Via mysteriousuniverse.org by Micah Hanks
In the heart of the Black Mountains just outside of Morganton, North Carolina, there have long been legends of strange lights that appear from time to time, particularly around the area of Brown Mountain.
Legends about these purported “ghost lights” led the U.S. Geological Survey to investigate the matter in 1922, sending George Mansfield to the area to complete a scientific investigation of the lights and their potential causes, which were deemed mostly to be the headlights on trains in the distance. Some will note that, despite the plausibility of the locomotive origin of the lights, an electrical outage followed by a period of train inactivity that hit the region after the USGS study produced no fewer reports of the lights. Today, leading theories as to the cause of unexplained illuminations seen in the area range from natural plasmas (much like ball lightning), to pranksters camping along Table Rock and adjacent ridges, armed with Roman candles and Chinese lanterns.
Brown Mountain is unusual as far as the “ghost light” phenomenon goes, because it involves reports of objects that reappear within a given area over time; if continuing reports of such observations are to be believed, the lights — whatever their cause — have hardly waned any in the last century. However, in most cases, reports of unusual illuminative phenomenon are seldom as predictable as those seen at Brown Mountain, and hence the difficulty we find in attempting to study them scientifically. Since, without an ability to predict where and when strange luminous manifestations may occur, it becomes all the more difficult to equip oneself with the proper tools needed to render conclusions about their cause.
Legends associated with “ghost lights” are rife throughout rural areas, particularly in the American South. Within my own family’s history, stories have cropped up from time to time which suggest ominous characteristics attributed to their appearance. One example recalled from my childhood had involved my great grandfather on my father’s side of the family, who died under mysterious circumstances while only in his early twenties. Shortly before his death, his widow recalled that he described being followed home by a large, dark-colored dog on several subsequent nights (this is reminiscent of the legendary “black schuck”, a ghost dog described for centuries in the folklore of East Anglia).
However, more interesting than the strange dog he described had been an unusual light that purportedly followed him along his walk home one evening. According to my great grandmother’s story, he observed this strange ball of light as it followed him a short distance away for several minutes, before it finally dissipated in several directions, and vanished in a quick flash. Within a few days, great granddad Hanks had passed away, after the onset of a strange feverish condition shortly after a long period of labor in the South Carolina cotton mill where he was employed that summer.

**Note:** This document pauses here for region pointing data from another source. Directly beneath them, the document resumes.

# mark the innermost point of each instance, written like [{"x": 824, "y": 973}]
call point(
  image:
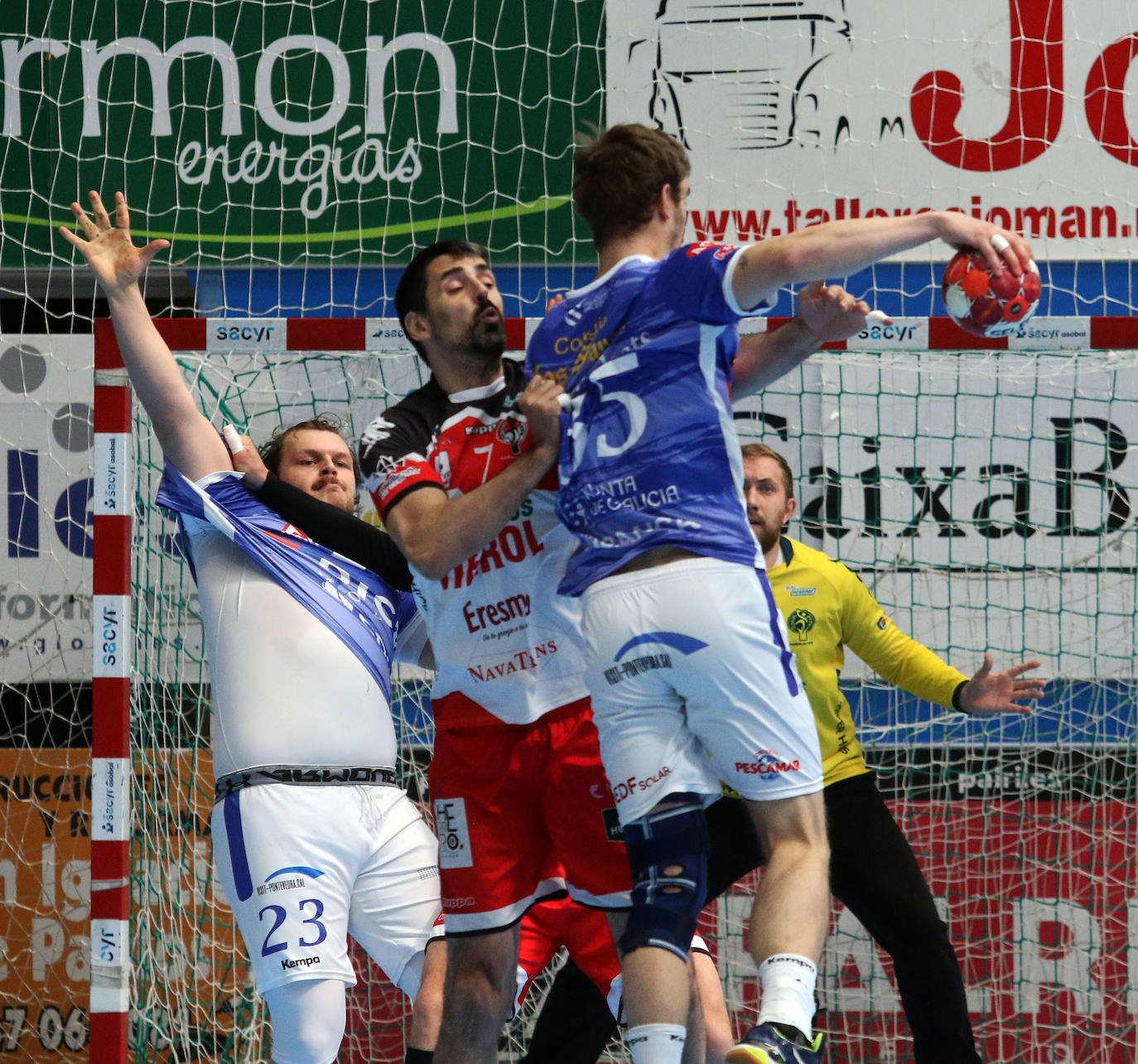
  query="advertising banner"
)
[
  {"x": 335, "y": 133},
  {"x": 1018, "y": 112}
]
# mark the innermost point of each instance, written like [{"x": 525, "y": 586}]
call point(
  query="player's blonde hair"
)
[
  {"x": 761, "y": 450},
  {"x": 620, "y": 173}
]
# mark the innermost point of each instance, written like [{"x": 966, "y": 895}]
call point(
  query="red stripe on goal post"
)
[{"x": 110, "y": 760}]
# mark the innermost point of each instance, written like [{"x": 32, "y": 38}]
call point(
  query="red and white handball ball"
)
[{"x": 985, "y": 303}]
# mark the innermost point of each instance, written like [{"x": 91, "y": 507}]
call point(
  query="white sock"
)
[
  {"x": 656, "y": 1042},
  {"x": 788, "y": 991}
]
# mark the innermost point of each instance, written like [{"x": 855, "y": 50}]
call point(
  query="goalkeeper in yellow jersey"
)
[{"x": 873, "y": 871}]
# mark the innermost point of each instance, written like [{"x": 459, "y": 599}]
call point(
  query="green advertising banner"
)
[{"x": 300, "y": 133}]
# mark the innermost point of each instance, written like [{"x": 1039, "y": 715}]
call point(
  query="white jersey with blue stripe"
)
[
  {"x": 649, "y": 455},
  {"x": 300, "y": 640}
]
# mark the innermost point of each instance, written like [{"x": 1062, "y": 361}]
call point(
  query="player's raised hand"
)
[
  {"x": 108, "y": 248},
  {"x": 246, "y": 458},
  {"x": 991, "y": 692},
  {"x": 542, "y": 404},
  {"x": 831, "y": 313},
  {"x": 1001, "y": 247}
]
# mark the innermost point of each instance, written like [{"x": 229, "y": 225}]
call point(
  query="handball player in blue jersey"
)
[
  {"x": 688, "y": 667},
  {"x": 313, "y": 840}
]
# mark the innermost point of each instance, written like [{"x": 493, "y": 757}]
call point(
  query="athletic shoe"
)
[{"x": 769, "y": 1045}]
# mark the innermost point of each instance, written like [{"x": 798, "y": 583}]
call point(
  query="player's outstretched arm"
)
[
  {"x": 186, "y": 436},
  {"x": 841, "y": 248},
  {"x": 436, "y": 532},
  {"x": 991, "y": 692},
  {"x": 825, "y": 315}
]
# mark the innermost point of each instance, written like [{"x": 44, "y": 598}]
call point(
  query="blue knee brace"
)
[{"x": 668, "y": 856}]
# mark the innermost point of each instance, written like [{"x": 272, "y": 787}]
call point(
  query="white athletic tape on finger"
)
[{"x": 232, "y": 438}]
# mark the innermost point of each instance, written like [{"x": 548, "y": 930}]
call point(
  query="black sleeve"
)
[
  {"x": 338, "y": 531},
  {"x": 575, "y": 1023}
]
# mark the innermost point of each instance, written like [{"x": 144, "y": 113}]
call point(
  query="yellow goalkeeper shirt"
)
[{"x": 827, "y": 608}]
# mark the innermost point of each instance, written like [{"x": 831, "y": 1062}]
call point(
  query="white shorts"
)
[
  {"x": 693, "y": 683},
  {"x": 305, "y": 866}
]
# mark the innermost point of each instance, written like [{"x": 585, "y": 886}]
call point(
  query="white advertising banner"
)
[
  {"x": 46, "y": 508},
  {"x": 988, "y": 500},
  {"x": 1022, "y": 113}
]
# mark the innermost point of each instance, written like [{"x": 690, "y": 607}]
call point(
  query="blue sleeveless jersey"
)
[
  {"x": 649, "y": 453},
  {"x": 355, "y": 604}
]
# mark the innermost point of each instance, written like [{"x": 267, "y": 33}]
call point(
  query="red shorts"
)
[
  {"x": 584, "y": 932},
  {"x": 514, "y": 800}
]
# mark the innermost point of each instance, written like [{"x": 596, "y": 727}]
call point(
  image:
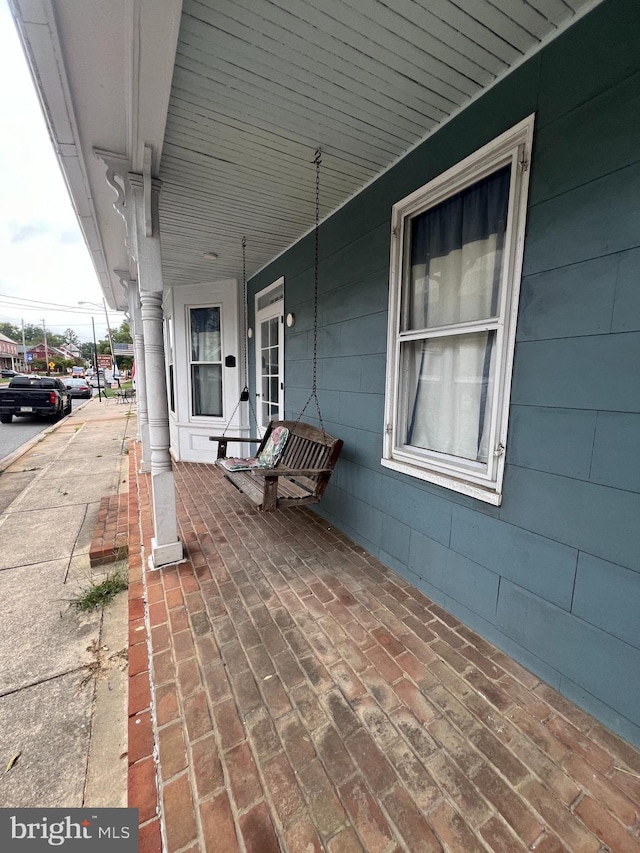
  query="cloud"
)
[{"x": 28, "y": 231}]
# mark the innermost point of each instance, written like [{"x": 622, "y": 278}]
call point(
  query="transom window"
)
[
  {"x": 456, "y": 264},
  {"x": 206, "y": 361}
]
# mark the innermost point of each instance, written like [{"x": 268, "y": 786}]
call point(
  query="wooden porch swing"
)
[{"x": 294, "y": 460}]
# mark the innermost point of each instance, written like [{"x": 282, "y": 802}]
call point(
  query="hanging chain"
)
[
  {"x": 244, "y": 309},
  {"x": 317, "y": 160}
]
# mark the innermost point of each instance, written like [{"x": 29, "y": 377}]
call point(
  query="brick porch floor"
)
[{"x": 306, "y": 698}]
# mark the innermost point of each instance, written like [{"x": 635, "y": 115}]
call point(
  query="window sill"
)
[{"x": 481, "y": 493}]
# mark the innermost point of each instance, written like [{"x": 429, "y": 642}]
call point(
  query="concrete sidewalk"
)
[{"x": 63, "y": 678}]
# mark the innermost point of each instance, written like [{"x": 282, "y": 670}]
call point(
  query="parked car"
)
[
  {"x": 79, "y": 387},
  {"x": 43, "y": 396}
]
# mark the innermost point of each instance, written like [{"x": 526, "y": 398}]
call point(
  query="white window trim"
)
[
  {"x": 261, "y": 314},
  {"x": 513, "y": 146}
]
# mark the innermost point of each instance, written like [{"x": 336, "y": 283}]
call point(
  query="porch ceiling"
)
[{"x": 258, "y": 85}]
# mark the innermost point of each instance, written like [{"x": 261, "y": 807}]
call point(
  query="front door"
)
[{"x": 270, "y": 355}]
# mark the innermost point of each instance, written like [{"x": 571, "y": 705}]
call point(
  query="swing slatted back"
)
[{"x": 301, "y": 475}]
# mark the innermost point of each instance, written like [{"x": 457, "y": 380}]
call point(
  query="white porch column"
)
[
  {"x": 165, "y": 545},
  {"x": 135, "y": 315}
]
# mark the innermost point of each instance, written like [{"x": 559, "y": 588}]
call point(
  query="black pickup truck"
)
[{"x": 27, "y": 395}]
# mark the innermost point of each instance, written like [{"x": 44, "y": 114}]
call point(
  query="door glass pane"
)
[
  {"x": 449, "y": 384},
  {"x": 205, "y": 334},
  {"x": 206, "y": 384}
]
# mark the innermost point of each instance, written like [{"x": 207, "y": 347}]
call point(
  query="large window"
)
[
  {"x": 455, "y": 275},
  {"x": 206, "y": 362}
]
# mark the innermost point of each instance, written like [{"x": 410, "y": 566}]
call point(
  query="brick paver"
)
[{"x": 307, "y": 698}]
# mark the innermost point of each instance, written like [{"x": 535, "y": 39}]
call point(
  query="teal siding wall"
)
[{"x": 553, "y": 575}]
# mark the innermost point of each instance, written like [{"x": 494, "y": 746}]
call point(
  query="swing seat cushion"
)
[{"x": 268, "y": 457}]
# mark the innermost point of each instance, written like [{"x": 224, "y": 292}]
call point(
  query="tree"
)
[
  {"x": 11, "y": 331},
  {"x": 33, "y": 333},
  {"x": 86, "y": 351},
  {"x": 122, "y": 335}
]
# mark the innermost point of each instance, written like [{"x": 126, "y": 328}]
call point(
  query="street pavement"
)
[{"x": 63, "y": 674}]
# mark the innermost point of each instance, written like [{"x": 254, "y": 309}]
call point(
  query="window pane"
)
[
  {"x": 449, "y": 384},
  {"x": 206, "y": 384},
  {"x": 455, "y": 256},
  {"x": 205, "y": 334}
]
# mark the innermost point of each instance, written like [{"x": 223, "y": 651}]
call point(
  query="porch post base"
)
[
  {"x": 162, "y": 555},
  {"x": 145, "y": 462}
]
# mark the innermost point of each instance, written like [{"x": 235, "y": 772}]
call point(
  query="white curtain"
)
[
  {"x": 206, "y": 378},
  {"x": 456, "y": 260}
]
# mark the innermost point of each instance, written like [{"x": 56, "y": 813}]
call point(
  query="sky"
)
[{"x": 46, "y": 268}]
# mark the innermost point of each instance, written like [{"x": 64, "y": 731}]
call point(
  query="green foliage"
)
[
  {"x": 99, "y": 595},
  {"x": 122, "y": 335},
  {"x": 11, "y": 331}
]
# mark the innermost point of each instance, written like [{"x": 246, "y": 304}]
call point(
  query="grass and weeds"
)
[{"x": 98, "y": 595}]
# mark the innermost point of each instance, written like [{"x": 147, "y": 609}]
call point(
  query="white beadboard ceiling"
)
[
  {"x": 255, "y": 88},
  {"x": 259, "y": 84}
]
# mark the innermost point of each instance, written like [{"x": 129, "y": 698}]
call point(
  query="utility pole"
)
[
  {"x": 46, "y": 348},
  {"x": 24, "y": 347},
  {"x": 113, "y": 358},
  {"x": 95, "y": 359}
]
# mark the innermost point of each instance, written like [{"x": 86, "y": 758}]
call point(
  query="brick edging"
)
[{"x": 142, "y": 785}]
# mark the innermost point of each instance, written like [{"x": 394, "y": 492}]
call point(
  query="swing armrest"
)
[
  {"x": 290, "y": 472},
  {"x": 223, "y": 439},
  {"x": 234, "y": 438}
]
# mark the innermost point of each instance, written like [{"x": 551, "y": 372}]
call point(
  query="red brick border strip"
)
[
  {"x": 111, "y": 532},
  {"x": 142, "y": 775}
]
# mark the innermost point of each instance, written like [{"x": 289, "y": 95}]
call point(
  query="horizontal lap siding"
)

While this story from my own family history may possess all the characteristics of your typical rural country “ghost story”, there may be a simpler explanation for why some appearances of anomalous illuminations have been popularly associated with misfortune. Throughout the centuries, a number of traditions around the world have warned that deadly earthquakes were often preceded by the appearance of odd ghost lights; researchers Robert Theriault and John Derr, contributors to a paper on “earthquake lights” published in 2014 titled Prevalence of Earthquake Lights Associated with Rift Environments, note that such superstitions may indeed have been influenced by actual observations of luminous plasmas produced by tectonic stress that occurs leading up to an earthquake.
Hence, in older times, when strange lights that might be recognized as “earthquake lights” today would appear, it seemed reasonable to assume that their appearance would foreshadow dangerous things yet to come.
In a sense, there appears to be some factual basis for why reports of strange lights might have often been seen as harbingers of misfortune in the past, and especially the evidence of a devastating earthquake yet to come. In turn, modern scientists like Theriault and Derr hope to employ the study of strange illuminations in nature in ways that might help predict real-world threats like earthquakes and tsunamis.
Of course, broadening our understanding of such things as earthquake lights may not “solve” the stories of those like great granddad Hanks, whose own observation of a strange light seemed to occur right before his death. Whether or not there had been any connection between the two may never be proven or understood fully. However, the persistence of belief in “ghost lights” as a warning of untimely things to come can indeed be more easily understood today, especially with the help of science that helps prove, to an extent, that those who claimed to witness such things in the past weren’t merely being superstitious: in fact, some of them may actually have been right.